6.19.2009

Failed Test #178,493

So for the billionth time since I have been married, I thought there was a small sliver of hope that I was pregnant. Unusual tiredness- CHECK, Sore Bubbies (to be very NJ)- CHECK, weird little twings in the lower part of my stomach- CHECK .........So of course, I play this little scenario out in my head where I will wake up, take the test, see a plus sign, get so excited I start to cry, get Frank so excited he starts to cry and I can finally feel like part of my heart isn't missing.

.........So I go to sleep with the little hope that it's possible.....Maybe it will work for me this time....maybe I won't have to go through the hell that I know is ahead...Maybe God will finally give me my turn.....5:38 am....I can barely stand the excitement .....those two minutes are the longest ever ....and nothing......I look at that negative sign and another piece of my soul is chipped away.....All these little dreams I had came crashing down with the weight of 1000 of my lovely Kate Spade china plates!
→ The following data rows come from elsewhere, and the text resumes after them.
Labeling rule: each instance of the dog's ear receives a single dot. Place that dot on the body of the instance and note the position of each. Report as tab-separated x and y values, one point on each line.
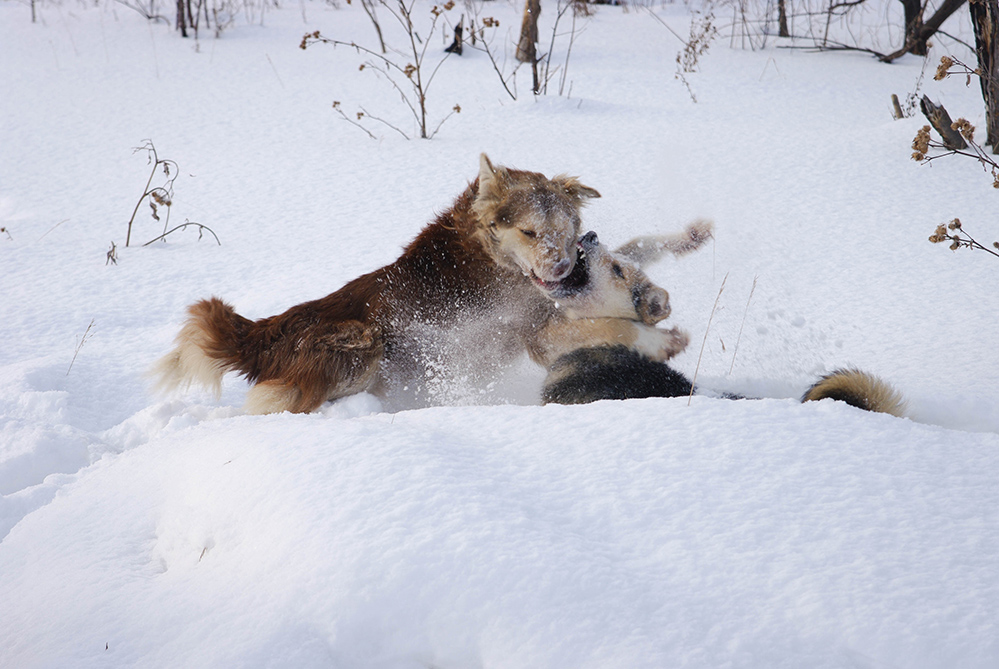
491	179
575	189
654	305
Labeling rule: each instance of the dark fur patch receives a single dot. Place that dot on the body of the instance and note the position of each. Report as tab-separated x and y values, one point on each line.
610	373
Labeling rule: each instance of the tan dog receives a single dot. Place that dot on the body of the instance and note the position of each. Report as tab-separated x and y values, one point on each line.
509	232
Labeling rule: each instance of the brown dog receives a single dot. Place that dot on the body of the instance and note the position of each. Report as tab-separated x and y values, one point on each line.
509	232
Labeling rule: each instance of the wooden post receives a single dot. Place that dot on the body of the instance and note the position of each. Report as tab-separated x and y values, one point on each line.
985	20
940	120
527	51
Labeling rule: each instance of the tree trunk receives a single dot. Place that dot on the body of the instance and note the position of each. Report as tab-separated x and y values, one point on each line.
985	20
917	30
913	26
526	49
181	23
782	20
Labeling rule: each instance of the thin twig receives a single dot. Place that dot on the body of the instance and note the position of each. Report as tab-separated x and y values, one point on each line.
697	368
201	229
336	108
83	340
743	324
383	121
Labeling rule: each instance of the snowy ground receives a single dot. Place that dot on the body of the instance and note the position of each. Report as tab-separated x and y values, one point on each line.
146	531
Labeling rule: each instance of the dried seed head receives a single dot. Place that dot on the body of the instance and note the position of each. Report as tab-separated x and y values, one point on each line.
964	127
921	142
943	67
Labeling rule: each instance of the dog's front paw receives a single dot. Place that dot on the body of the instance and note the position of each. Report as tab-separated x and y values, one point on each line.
660	345
675	341
699	232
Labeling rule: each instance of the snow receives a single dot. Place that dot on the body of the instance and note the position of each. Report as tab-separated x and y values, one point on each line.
146	531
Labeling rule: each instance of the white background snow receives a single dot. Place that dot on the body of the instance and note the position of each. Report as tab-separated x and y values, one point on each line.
167	532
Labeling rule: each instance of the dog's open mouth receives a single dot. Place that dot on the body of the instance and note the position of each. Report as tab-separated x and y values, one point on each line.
577	280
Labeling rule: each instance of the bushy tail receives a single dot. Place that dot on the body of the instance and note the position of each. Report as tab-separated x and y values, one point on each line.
208	346
859	389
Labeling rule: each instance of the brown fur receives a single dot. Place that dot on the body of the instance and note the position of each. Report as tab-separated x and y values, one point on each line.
860	389
474	259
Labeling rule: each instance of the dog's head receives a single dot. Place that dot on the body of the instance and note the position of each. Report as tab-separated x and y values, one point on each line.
604	285
529	222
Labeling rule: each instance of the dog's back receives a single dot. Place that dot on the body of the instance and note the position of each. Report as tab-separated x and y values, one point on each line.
610	373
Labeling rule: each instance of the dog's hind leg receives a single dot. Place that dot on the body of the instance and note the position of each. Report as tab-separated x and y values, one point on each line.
650	248
272	396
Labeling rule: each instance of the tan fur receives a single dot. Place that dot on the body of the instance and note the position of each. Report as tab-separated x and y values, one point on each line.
859	389
470	263
584	351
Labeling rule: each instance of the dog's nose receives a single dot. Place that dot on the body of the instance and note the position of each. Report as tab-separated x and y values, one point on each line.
562	268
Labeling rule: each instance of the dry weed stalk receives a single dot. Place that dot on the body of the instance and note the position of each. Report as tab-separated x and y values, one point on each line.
408	75
704	341
924	142
702	32
477	32
83	340
157	196
954	233
743	324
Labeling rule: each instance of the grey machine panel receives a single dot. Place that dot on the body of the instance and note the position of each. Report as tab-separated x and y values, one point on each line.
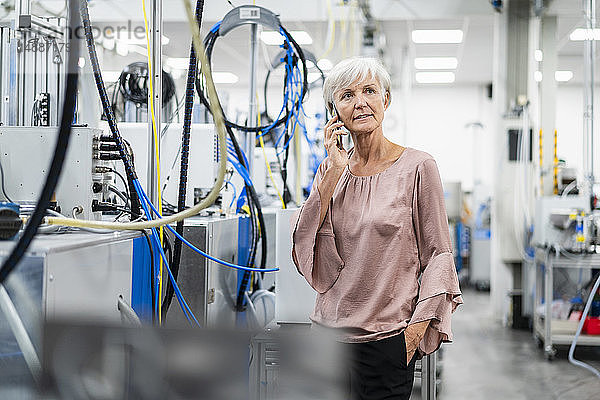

All I can say to myself is Thank God he is still sleeping...so I don't have to see that disappointed look on his face AGAIN....Thank god he's sleeping because I can barely talk with this lump in my throat....I get mad at myself for putting me through this AGAIN.......

......I would KILL for a chance to be "normal" ...for a "missed period" to be the sign .....for the friggen excitement of not trying and it just happening! I will never know that joy...and I feel robbed....What did I do to deserve this?!!?!? I feel so alone...like I'm in this great big pool of quicksand and I can't get out ....each day that passes I fall deeper and deeper...I hear my doc in the distance tell me over and over "the younger you are, the easier it will be....Around the time you hit thirty its gonna be really really hard".....I'm screaming for the clocks to stop because time keeps passing and nothing is ever working out right ......

.....I'm alone and I'm mad.....I would have had 1000 babies already if we had the friggen insurance we need...but no...nothing ever works out that way for us.....We decided to try without insurance and found a somewhat compassionate doctor who turned into a douche a couple weeks later...."I'm sorry you want how much for each office visit" "$400" "and you want to see me how many times a month " "at least two ...maybe three" WHO THE HELL HAS THAT MONEY LYING AROUND?!?!? I FINALLY got decent insurance in California and we moved before I was able to use it. and now that we moved to a full coverage state I can't get a state job to save my life.......what if we aren't meant to have kids? that pain is almost unbearable!!!! Each test that fails my faith slips a little bit more....I'm starting to realize this is science, not god.....and we all know how bad I was in science!!!

.......to make myself feel better I ordered a black Kate Spade bag that I saw.....so in about a week ...I will have a new baby.....It's a girl (and I don't even have to wait 9 months)...She will be added to the family of my other "babies" ...and I will treasure her with all that I have!

---It's gonna have to be enough...............................................for now!